Some of the best performers include Bosnia and Serbia, both of which are expected to maintain GDP growth of above 6% over the next two years. Romania, Bulgaria and Croatia are not far behind with a predicted 5-6% over the same period, according to UniCredit's estimates.

The report says the main force behind this strong performance is a rising level of consumption from an increasingly wealthy population which is striving to catch up with the lifestyle of their Western neighbours. "Consumption is marked by fast income growth and improved access to the credit market. This is also supported by a wealth effect arising from fast growth of house prices," says Debora Revoltella, chief economist for CEE at UniCredit.

The growth is spurred by relatively low levels of durable goods ownership with only 30% of people in Southeast Europe owning a computer and just 40% owning a car, compared with EU averages of over 50%.

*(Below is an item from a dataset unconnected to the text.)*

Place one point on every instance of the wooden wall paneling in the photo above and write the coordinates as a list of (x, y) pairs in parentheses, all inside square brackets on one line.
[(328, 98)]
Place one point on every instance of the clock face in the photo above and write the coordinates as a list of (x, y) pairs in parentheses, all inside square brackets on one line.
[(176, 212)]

Filip Tesar, a research fellow at the Czech Institute of International Relations concurs. "The acquisition of status symbols such as houses, cars or clothing is still one of the important incentives for Southeastern Europeans," he says, noting that the building industry is also one of the main contributors to the high GDP growth in the region.

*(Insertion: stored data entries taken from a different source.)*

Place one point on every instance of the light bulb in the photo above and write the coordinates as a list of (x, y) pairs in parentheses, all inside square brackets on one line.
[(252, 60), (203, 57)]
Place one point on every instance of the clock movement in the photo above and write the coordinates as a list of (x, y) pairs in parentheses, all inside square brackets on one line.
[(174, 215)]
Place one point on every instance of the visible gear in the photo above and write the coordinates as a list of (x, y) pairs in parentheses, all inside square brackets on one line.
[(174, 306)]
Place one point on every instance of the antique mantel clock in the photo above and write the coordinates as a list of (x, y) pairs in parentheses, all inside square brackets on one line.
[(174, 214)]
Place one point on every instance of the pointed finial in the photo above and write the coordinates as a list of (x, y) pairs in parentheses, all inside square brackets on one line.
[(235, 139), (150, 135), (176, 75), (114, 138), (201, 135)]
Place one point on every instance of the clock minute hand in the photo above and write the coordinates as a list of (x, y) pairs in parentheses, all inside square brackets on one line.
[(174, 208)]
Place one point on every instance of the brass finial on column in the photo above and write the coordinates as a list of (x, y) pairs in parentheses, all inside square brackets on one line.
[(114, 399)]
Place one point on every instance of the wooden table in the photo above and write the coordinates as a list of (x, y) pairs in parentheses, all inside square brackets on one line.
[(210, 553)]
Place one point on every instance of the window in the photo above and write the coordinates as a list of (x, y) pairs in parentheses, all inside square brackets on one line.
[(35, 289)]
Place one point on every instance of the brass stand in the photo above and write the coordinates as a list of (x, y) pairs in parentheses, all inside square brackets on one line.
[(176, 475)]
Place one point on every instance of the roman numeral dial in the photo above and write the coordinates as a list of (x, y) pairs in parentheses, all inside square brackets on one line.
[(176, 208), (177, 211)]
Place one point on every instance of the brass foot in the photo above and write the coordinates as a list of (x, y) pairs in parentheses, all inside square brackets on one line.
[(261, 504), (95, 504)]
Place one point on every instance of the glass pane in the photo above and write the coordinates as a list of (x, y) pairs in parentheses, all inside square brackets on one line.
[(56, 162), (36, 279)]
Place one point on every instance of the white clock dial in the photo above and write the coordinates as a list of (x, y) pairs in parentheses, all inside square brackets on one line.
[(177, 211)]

The growing middle class and booming housing market is reflected in the expansion of the Swedish furniture group IKEA. Often seen as a barometer of prosperity, IKEA is already in Romania and Turkey and has plans to enter the markets of Croatia and Slovenia within the next four years.

The expansion plans are unsurprising in light of the results from the firm's first store in Romania, which posted sales of €40m in its first six months, over 70% higher than expectations. The company is now looking to significantly raise its profile in the country by opening one store per year over the next six years.

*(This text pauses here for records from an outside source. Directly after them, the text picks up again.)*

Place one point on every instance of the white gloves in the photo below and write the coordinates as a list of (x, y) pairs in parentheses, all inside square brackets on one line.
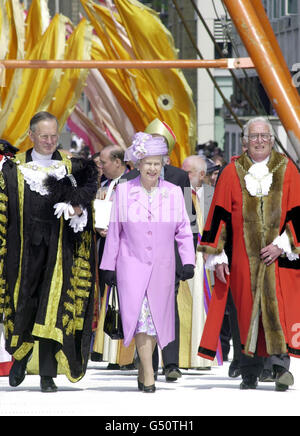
[(77, 223), (63, 208)]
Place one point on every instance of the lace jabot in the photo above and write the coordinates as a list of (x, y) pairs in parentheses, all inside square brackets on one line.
[(35, 173)]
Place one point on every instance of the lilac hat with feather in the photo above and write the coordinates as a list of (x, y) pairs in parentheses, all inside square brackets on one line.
[(144, 145)]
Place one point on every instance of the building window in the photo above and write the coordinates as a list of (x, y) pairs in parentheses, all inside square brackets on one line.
[(292, 6)]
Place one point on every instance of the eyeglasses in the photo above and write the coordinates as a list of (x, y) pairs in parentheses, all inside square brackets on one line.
[(253, 137), (51, 138)]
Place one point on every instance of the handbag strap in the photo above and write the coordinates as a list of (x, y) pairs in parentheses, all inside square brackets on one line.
[(114, 297), (110, 190)]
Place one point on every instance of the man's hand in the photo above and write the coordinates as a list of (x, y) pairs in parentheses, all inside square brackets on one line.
[(102, 232), (222, 270), (270, 253)]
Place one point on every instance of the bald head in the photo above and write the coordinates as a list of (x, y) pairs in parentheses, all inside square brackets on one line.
[(112, 161), (196, 167)]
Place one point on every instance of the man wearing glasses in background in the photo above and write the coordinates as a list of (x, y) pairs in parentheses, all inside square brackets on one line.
[(48, 265), (251, 241)]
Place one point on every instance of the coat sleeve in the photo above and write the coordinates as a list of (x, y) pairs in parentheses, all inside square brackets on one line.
[(112, 242), (3, 239), (292, 220), (183, 234)]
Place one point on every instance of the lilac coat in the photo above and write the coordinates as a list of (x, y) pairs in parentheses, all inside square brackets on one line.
[(140, 248)]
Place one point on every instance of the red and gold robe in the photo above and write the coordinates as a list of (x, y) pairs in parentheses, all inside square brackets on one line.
[(267, 298)]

However, Tesar warns not to get carried away with such figures. "The key sign of progress will be growth of competitive production in the Balkan countries, not the growth of imports," he says.

On the contrary, Tesar warns that increasing imports can actually be damaging to the region. In the case of Kosovo, he argues, it's a potential Catch-22 situation. "The main source of government revenues [in Kosovo] is import duties. Thus every attempt to restructure the economy means the government must cut off this main revenue source, but without this money it can not restructure," Tesar says.

Another major risk linked to the region is the large external imbalances many countries are running up. This is particularly worrying for Bosnia and Bulgaria, which are expected to run up deficits of up to 18% this year. Nevertheless, analysts are crossing their fingers that the reason behind these worrying statistics is the need to build up production capacity during the convergence process, which will hopefully transform into improved exports over time.

"Even at the peak of the US sub-prime mortgage crisis the stability of the exchange rates in SEE was never put into question by the market apart from an overdue correction of the Romanian leu from excessively strong levels," says Michael Palzer, head of communications at Raiffeisen Bank. "We see the high current-account deficits as a sign for the ongoing restructuring of the economies similar to the experience of the Central European countries in the late 1990s, early 2000s."

Investors in the region will be hoping he is right. Time will tell whether Southeast Europe is a bet worth putting your house on.